Secondo alcune teorie, siamo gli artefici del nostro destino. Proprio come troviamo nelle sette leggi universali di Ermes, i nostri pensieri determinano la realtà e l’esperienza.
La famosa legge dell’attrazione intuita da Einstein: “Tutto è energia e questo è tutto quello che esiste. Sintonizzati alla frequenza della realtà che desideri e non potrai fare a meno di ottenere quella realtà”.
Noi creiamo e nulla è un caso.
Carl Gustav Jung ebbe esperienze con il mondo onirico che lo segnarono sin da giovane, come la morte del padre prima e della madre successivamente. Racconta esattamente di aver sognato suo padre, venuto dall’al di là, che gli domandava sulle difficoltà riguardo il matrimonio. Quando si svegliò non riuscì a dare una spiegazione al sogno ma poi la trovò. Era uno scienziato fuori dagli schemi possiamo dire oggi, un personaggio senza dubbio interessante che cercò di conciliare mondi opposti. Un giorno in un’intervista disse: “Da ragazzo ero potentemente attratto da due campi: le religioni comparate e la scienza. Diventai il più felice degli uomini. Riuscii a sposare due discipline molto diverse. In seguito volli divorziare dalla scienza perché mi sembrava che assumesse idee al di sopra del posto assegnatole. Ma le cose non sono andate in questo modo” (Vincent Brome in Vita di Jung).
Tra i suoi studi ci furono anche quelli dedicati al mondo magico, alle ricerche sulla separazione e composizione degli opposti psichici nell’alchimia, gli archetipi e l’inconscio collettivo e moltissimo altro.

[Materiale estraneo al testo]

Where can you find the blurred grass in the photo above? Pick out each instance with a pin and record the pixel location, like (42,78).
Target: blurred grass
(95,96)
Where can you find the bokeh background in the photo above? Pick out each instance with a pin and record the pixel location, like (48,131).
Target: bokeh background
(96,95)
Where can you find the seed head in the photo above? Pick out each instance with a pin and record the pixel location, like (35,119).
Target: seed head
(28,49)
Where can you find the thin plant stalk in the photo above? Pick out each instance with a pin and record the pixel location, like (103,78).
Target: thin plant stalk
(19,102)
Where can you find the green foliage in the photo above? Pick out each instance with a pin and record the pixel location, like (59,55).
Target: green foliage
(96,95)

Jung diceva che alla fede mancava l’esperienza e alla scienza, l’anima. Spiegava che sempre più persone si rivolgevano al mondo esoterico, ai viaggi verso l’India perché le cerchie teologiche avevano chiuso ogni forma di discussione. Come se in Occidente si fosse verificato un arresto dell’evoluzione storica dello spirito, tanto che, continuava, lo stesso Ermes e la sua filosofia erano diventati un mistero impenetrabile.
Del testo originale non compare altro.